If you have five minutes…
Reflect on this passage from early Friends:
“Take heed, dear Friends, to the promptings of love and truth in your hearts. Seek to live in affection as true Friends in your Meetings, in your families, in all your dealings with others, and in your relationship with outward society. The power of God is not used to compel us to Truth; therefore, let us renounce for ourselves the power of any person over any other and, compelling no one, seek to lead others to Truth through love. Let us teach by being ourselves teachable.”
-extract from the epistles of the Yearly Meeting of Pennsylvania and the Jerseys, 1694 and 1695
If you have twenty minutes…
Read this Friends Journal Article: Friends, Race, and Systemic Change by Andrea Ayvazian
Here is what I am concerned about, and what I see as the challenges that lie ahead: [Within Quaker culture, there is a] great emphasis on diversity, which I believe is misplaced. The emphasis should be on antiracism. I do not think integrating Quaker meetings should be your focus. Quaker meetings throughout New England could remain exactly as they are today, predominantly white, not increase their diversity at all, and still be antiracist. A New Englander recently asked: “How does this relate to my meeting, which is small and all white, in a small town that is all white?” I don’t actually think a lack of diversity is your problem; I think a fundamental shift in your self‐identity is needed. Antiracist churches and meetings are possible even in northern, rural Vermont, the whitest state in the Union.

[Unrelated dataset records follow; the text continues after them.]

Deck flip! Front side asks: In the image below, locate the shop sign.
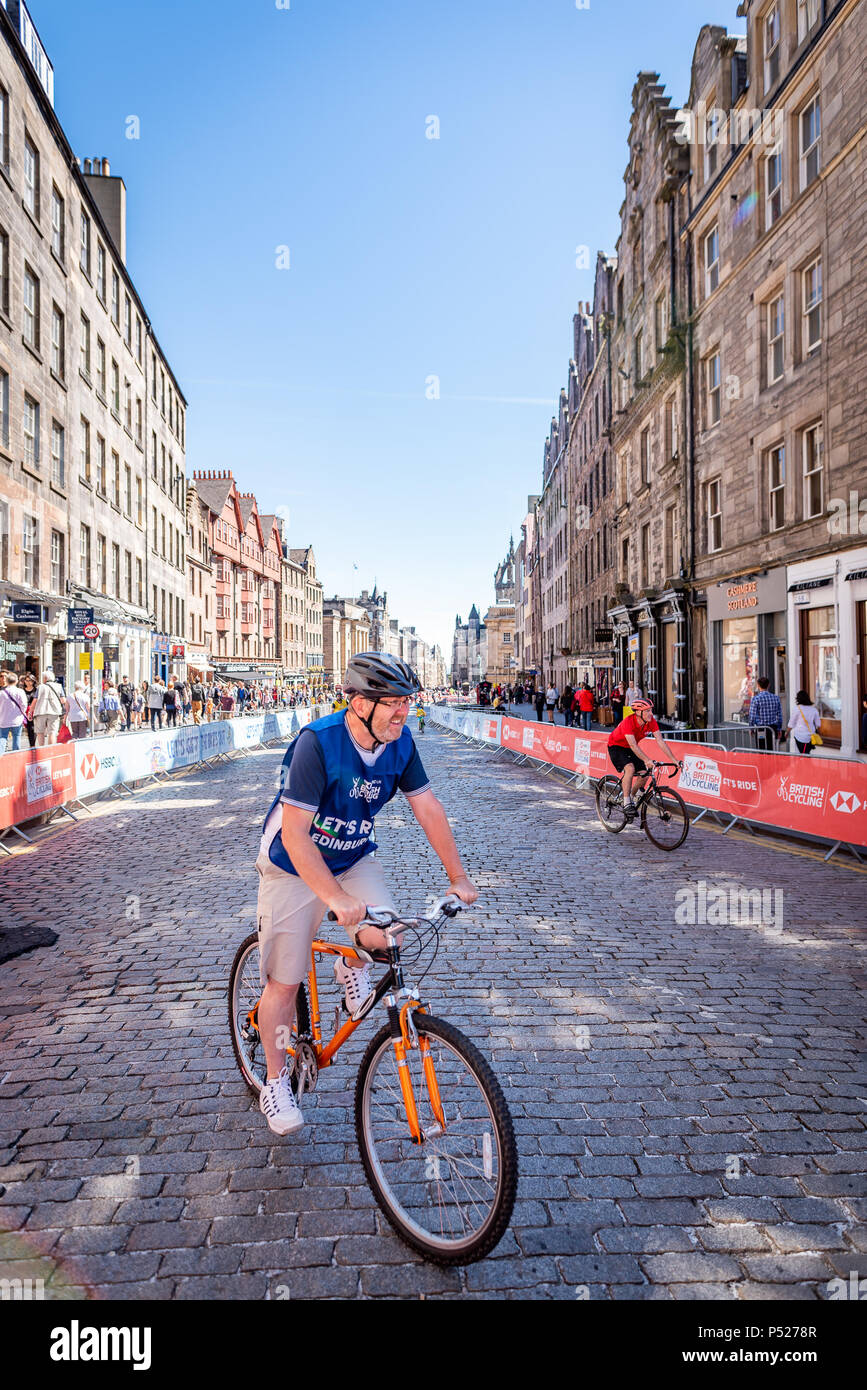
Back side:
[13,603,44,623]
[67,607,93,637]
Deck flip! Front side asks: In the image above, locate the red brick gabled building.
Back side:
[193,470,282,676]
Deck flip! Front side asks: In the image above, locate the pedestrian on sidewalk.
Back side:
[67,681,90,738]
[0,671,28,753]
[788,691,821,753]
[749,676,782,753]
[575,681,595,733]
[118,676,135,733]
[33,666,67,748]
[545,681,557,724]
[99,681,121,734]
[147,676,165,730]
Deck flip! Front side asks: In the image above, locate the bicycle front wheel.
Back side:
[643,787,689,849]
[356,1013,518,1265]
[596,777,627,835]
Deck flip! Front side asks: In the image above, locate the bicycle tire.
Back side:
[596,777,628,835]
[226,931,310,1095]
[642,787,689,852]
[356,1013,518,1265]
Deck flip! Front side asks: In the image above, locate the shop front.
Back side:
[706,566,788,727]
[786,546,867,758]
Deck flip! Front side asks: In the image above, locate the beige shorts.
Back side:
[256,853,396,990]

Friends Journal, October 2003
Read this list of characteristics of White Supremacy Culture by Tema Okun, published by Dismantling Racism.
This is a list of characteristics of white supremacy culture that show up in our organizations. Culture is powerful precisely because it is so present and at the same time so very difficult to name or identify. The characteristics listed below are damaging because they are used as norms and standards without being proactively named or chosen by the group. They are damaging because they promote white supremacy thinking.

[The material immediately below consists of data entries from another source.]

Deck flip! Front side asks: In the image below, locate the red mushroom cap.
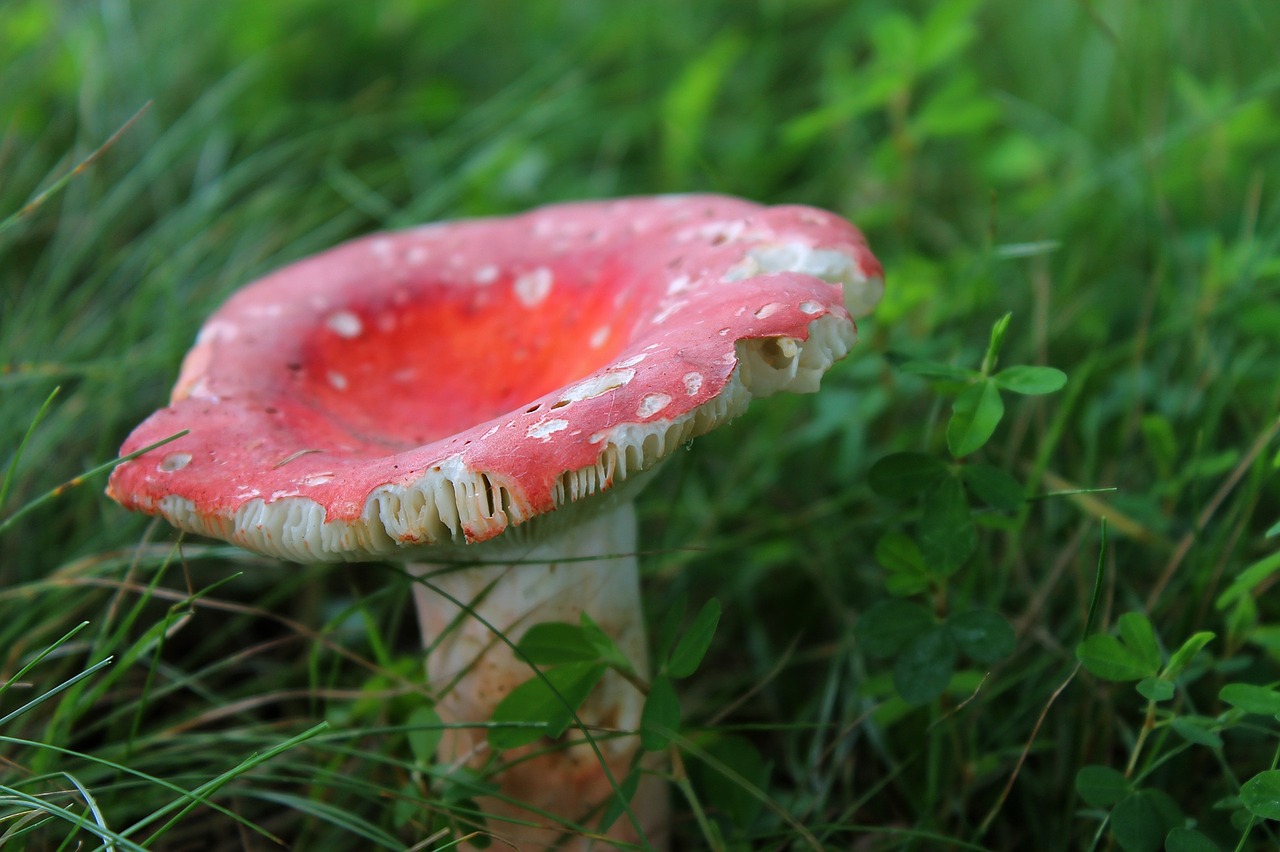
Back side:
[108,196,881,562]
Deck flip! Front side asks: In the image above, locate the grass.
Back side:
[0,0,1280,851]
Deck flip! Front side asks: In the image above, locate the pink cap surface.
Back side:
[108,196,881,560]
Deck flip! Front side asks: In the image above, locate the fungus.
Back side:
[108,196,882,848]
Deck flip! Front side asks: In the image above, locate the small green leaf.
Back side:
[867,453,947,499]
[854,600,934,658]
[1217,683,1280,716]
[992,366,1066,395]
[1169,716,1222,748]
[1075,764,1133,807]
[1240,769,1280,820]
[893,627,956,704]
[876,530,933,597]
[489,663,607,750]
[1164,631,1213,679]
[1165,828,1222,852]
[449,798,493,849]
[982,311,1014,376]
[899,361,978,384]
[1075,633,1156,681]
[1137,678,1174,701]
[960,464,1027,512]
[1116,613,1160,669]
[579,610,635,672]
[918,476,978,576]
[666,597,721,678]
[947,609,1015,665]
[516,622,600,667]
[1111,789,1187,852]
[947,379,1005,458]
[640,674,680,751]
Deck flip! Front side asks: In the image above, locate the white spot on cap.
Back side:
[636,394,671,417]
[561,370,636,403]
[324,311,365,340]
[515,266,554,307]
[525,420,568,441]
[156,453,191,473]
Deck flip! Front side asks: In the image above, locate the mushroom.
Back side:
[108,196,882,848]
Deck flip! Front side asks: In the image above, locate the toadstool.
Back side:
[108,194,882,848]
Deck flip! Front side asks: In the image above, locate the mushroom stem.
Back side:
[410,501,667,849]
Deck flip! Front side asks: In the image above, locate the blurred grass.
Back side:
[0,0,1280,848]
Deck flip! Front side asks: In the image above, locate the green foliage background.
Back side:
[0,0,1280,849]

What parallels do you see between white supremacy culture and “Quaker culture”?
The article also describes antidotes to white supremacy culture. What steps might we need to take to begin disrupting white supremacy that shows up in the way Quakers worship, do business, or relate to each other?
If you have an hour…
Learn about the Institutional Assessment on Systemic Racism within Friends General Conference, which can serve as a model for acknowledging and beginning to address organizational change within our Quaker bodies:
- The call for an institutional assessment of racism within FGC’s institutional culture grew out of an incident at the 2016 Gathering.
- FGC hired Crossroads Antiracism Organizing & Training to train the task group and guide their work.

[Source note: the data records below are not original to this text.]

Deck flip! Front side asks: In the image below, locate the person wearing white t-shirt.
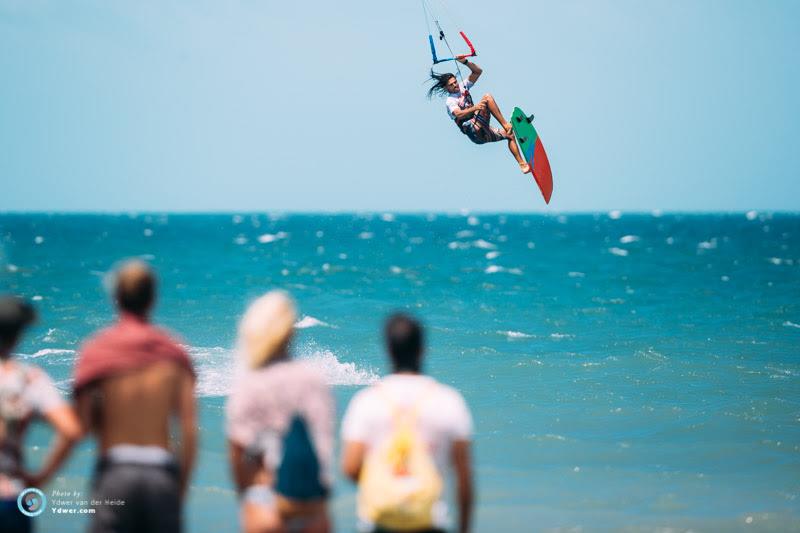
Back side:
[341,314,473,533]
[428,58,531,174]
[0,296,81,533]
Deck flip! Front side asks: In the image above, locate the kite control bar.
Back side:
[428,30,478,65]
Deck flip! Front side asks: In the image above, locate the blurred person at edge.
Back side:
[0,296,81,533]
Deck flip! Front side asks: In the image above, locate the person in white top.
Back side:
[341,314,473,532]
[0,296,81,533]
[428,58,531,174]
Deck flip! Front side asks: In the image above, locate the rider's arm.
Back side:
[458,57,483,83]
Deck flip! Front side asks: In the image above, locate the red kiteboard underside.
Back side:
[528,136,553,204]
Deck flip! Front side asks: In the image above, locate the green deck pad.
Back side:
[511,107,538,163]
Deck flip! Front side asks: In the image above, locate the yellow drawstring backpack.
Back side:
[358,385,442,531]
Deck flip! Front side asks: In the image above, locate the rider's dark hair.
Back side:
[428,69,456,98]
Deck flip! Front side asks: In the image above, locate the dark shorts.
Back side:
[461,116,506,144]
[89,461,182,533]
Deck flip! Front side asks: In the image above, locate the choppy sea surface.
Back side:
[0,211,800,533]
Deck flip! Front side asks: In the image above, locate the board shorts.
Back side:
[461,116,506,144]
[89,446,182,533]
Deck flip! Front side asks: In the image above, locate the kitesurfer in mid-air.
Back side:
[428,58,531,173]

- In October 2018, the Institutional Assessment Task Force asked Central Committee (FGC’s governing body) to commit FGC to becoming an anti-racist institution. Many Friends saw clearly that doing so is a spiritual commitment to help FGC and the Religious Society of Friends become the Beloved Community that Spirit calls us to be. Central Committee found unity and FGC has now affirmed its commitment to becoming an anti-racist organization through the processes and actions described in the minute and the summary report. The minute, recommendations, and report from the Institutional Assessment Task Force can be read here. While it is true that the body reached strong unity, it is also important to stress that the discernment at Central Committee was challenging for many Friends. This underscores the ways that even when we are largely united in moving forward, systemic racism inserts itself in a myriad of dispiriting ways.
- FGC invites Friends to share widely the findings and recommendations of the Institutional Assessment, in the hopes that our experience may help you as your yearly and monthly meeting seek to address issues of systemic racism within your meeting.
Tools for Transforming Our Organizations…
Atlanta Friends Meeting offers a set of queries to guide Quaker process, committee work, welcoming newcomers, materials in the meetinghouse and library, and the social life of the meeting along anti-racist principles.
As a way of living up to our beliefs and reaching our goal of an inclusive community, we continue to ask groups and committees with the Meeting to regularly reflect on a set of queries in order to be more intentional about processes and practices that work to eliminate institutional racism and foster a welcoming multicultural, multiracial community within the Meeting.
– Queries from “Our Role As Individuals In America’s Racial History” (ORAIIARH), Revised 2009
Dismantling Racism Action Tools: This page includes the following tools: Giving Feedback, information about the role of Change Teams and Caucuses in race equity work, race equity principles for taking action, and a race equity tool for organizations in developing explicit goals.
Queries for Conversation
What have you committed to, to take action against systemic racism within your faith community? What specific first action will you take? When?